What’s more of a problem is how Luc feels when he meets Lily in person. And when he hears her mimic him pitch perfect then he knows she can possibly work on the voice. Despite everything working against them from their age gap to the fact that Luc is now her boss and the rumours will be well, as savage as his name, there’s something between them that they just can’t ignore.

This is just the right blend of humour and seriousness for me. Luc is a bit of a dick at the beginning – he makes a few remarks about Lily based specifically on her appearance as he sees her acting on the soap and he realises when he hears others talk about her how wrong that is. Lily isn’t afraid to call him out on it either and he sees very quickly that she is much more than just her stunning looks and has a real character as is capable of much more than she’s been doing. Spending time with her makes him realise just how much people talk about her as if she isn’t there and can’t hear them and how much they assume she is chronically stupid because of the type of look she has. A lot of the story does deal with the perception of Lily by strangers and the assumptions they make about her without knowing her and the way they talk about her. The way the press talk about her, because she’s beautiful and plays a femme fatale on screen. Through this, Luc examines his own actions as well and realises what he said wasn’t kind or called for, even though he was speaking as a director and that he shouldn’t judge her on what he has.
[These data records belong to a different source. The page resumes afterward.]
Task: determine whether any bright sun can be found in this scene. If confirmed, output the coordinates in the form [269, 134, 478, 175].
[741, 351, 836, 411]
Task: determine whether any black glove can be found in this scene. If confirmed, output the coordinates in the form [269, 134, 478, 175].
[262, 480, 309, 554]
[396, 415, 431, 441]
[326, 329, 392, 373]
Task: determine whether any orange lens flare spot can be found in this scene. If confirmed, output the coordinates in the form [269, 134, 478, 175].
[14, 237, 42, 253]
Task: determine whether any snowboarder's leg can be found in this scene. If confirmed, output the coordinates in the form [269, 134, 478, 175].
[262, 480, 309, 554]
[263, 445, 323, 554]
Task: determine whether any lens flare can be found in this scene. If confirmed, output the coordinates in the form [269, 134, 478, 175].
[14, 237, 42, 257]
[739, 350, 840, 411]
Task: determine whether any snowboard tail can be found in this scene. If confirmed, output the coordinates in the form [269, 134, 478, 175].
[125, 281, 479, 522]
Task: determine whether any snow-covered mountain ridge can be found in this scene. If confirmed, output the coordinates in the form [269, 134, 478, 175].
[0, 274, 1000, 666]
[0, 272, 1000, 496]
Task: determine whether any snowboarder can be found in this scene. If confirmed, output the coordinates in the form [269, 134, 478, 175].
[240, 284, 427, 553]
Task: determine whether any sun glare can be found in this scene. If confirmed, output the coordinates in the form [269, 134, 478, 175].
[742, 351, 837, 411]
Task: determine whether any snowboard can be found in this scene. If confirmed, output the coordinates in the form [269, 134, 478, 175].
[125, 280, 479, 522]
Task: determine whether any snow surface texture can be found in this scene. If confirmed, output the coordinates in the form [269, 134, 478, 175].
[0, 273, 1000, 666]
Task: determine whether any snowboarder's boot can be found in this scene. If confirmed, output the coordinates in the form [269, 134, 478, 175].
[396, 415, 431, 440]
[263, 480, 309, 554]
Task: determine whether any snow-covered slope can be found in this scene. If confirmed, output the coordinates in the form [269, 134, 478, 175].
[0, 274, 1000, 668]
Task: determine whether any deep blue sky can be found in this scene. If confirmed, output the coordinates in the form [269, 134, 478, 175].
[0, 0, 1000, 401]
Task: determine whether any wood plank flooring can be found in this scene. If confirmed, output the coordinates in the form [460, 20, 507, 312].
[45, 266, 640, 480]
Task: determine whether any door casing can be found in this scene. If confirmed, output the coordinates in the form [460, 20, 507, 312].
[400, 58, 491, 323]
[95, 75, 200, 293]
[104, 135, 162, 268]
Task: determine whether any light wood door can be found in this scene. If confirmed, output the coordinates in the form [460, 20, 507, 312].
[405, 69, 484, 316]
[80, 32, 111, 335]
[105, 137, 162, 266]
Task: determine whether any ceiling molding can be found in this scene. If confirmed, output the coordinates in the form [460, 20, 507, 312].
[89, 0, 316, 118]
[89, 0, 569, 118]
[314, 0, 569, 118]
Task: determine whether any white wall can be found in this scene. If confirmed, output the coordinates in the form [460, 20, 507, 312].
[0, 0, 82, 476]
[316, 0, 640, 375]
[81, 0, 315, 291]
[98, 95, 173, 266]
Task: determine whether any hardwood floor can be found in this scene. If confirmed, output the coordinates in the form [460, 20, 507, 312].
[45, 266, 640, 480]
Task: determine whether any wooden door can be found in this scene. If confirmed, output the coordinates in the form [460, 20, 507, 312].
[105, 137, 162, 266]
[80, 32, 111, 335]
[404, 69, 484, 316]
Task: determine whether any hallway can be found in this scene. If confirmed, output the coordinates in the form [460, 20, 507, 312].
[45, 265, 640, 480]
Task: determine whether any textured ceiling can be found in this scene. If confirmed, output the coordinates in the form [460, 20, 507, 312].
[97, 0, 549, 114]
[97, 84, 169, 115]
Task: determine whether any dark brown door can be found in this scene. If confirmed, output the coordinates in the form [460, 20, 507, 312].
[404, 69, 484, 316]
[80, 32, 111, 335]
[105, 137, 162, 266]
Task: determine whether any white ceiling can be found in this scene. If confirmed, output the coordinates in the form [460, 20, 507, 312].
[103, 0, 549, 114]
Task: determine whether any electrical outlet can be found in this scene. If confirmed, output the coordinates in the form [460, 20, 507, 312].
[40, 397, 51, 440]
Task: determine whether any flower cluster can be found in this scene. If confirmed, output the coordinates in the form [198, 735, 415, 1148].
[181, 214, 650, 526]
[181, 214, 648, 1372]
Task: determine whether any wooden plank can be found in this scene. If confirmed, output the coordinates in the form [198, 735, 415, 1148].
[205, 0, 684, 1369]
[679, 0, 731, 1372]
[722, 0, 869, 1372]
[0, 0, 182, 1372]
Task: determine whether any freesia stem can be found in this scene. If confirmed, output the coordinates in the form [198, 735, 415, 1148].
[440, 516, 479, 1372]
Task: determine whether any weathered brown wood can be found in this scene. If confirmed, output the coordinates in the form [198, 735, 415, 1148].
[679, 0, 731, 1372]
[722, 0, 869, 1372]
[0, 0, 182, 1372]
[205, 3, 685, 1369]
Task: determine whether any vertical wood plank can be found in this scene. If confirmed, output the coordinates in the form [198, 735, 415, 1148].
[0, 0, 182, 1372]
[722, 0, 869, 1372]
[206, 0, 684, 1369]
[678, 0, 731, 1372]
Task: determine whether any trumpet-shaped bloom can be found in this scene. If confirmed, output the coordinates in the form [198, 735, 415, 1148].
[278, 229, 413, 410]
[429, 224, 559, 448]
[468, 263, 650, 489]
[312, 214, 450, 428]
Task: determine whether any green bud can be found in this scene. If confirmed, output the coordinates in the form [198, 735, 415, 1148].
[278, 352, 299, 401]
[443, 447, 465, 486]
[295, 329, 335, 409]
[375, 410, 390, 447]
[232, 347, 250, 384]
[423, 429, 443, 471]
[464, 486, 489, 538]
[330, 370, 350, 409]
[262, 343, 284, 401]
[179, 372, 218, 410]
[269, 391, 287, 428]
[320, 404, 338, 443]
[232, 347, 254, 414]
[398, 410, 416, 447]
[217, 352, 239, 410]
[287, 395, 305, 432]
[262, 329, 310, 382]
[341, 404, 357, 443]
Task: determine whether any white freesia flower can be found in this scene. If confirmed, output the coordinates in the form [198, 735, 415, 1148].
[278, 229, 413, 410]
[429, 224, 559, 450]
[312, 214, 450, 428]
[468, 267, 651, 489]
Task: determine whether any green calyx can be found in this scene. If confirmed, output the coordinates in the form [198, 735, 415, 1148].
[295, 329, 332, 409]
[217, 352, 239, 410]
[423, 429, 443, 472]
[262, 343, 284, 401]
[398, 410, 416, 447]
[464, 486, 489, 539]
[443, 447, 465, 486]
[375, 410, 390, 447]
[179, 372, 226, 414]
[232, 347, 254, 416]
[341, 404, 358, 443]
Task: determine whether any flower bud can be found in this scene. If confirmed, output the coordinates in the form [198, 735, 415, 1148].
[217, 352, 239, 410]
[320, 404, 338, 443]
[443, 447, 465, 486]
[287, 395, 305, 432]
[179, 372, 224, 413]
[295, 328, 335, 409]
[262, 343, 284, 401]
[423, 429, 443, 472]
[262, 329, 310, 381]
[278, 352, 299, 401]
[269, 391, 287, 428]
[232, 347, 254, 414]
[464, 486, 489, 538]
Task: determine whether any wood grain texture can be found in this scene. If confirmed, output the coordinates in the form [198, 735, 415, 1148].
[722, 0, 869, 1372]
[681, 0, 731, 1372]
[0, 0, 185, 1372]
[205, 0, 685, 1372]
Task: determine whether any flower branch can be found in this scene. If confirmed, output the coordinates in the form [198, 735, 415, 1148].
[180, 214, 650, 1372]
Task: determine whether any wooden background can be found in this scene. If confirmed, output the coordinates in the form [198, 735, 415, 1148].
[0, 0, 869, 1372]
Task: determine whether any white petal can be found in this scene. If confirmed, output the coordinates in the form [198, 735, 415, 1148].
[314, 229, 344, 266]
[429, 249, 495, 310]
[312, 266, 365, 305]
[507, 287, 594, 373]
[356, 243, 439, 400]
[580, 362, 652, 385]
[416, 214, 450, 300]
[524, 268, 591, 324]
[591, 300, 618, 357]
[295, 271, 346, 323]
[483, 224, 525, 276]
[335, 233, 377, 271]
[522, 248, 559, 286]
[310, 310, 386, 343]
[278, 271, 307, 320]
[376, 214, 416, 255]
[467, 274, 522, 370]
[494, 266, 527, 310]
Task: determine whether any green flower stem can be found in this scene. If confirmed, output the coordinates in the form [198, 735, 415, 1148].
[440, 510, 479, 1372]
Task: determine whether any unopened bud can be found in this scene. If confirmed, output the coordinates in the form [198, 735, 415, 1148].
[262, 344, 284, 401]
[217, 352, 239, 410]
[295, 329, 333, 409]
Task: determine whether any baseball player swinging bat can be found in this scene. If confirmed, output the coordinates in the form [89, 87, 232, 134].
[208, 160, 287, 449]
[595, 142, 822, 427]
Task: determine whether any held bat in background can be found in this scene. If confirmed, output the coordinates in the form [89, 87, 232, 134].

I really loved the interactions between Luc and Lily. In some ways they are a bit similar to the ones between Lainie and Richard in the first book in that Richard is a cynical dick and Lainie calls him on all of his bullshit and he sort of loves it. Similarly, Lily is quick to call Luc out on a lot of his as well, regarding his comments to and about her as well as his sometimes grumpy mannerisms and attitudes. It was quite refreshing to read about Luc and Margo, a couple recently separated but not with animosity and who weren’t trying to score points with each other or hurt each other. Their relationship isn’t shown as such in this book but a lot is conveyed and the interactions between both Luc and Margo and Lily and Margo were really interesting and it was nice to read women supporting each other in acting roles and wanting the best and believing in each other for the good of the production rather than the other actresses serving to play only stereotypical bitch fodder to Lily as the theatre newcomer and coming from soap opera no less. The cast interactions were fabulous and I am looking forward to a book for Freddy in the future.

The age gap between Lily and Luc didn’t bother me much but both of them were aware of it and it was Luc that was more concerned about it, at 10+ years older than her. Especially as her director and even though they weren’t involved when he cast her, that wouldn’t be something that would concern the tabloid press, particularly the one with the vendetta against Luc and his whole family. The family dynamics in this book were really well fleshed out as well. Luc has a tight knit and quite traditional family that he’s close to and they are lively and a lot of fun. It’s Lily with the unusual childhood and loving although somewhat distant and fractious relationship with her parents. I found it quite amusing that both Luc and Lily’s family seemed to know from their first interactions with the other exactly where the two of them were heading.

This series is so fun and I already want to read the next one, which is about Lily’s flatmate, so someone we encountered in this book. Also we got a cameo by Lainie and Richard and it always makes me happy to see couple previously read about pop up in other books!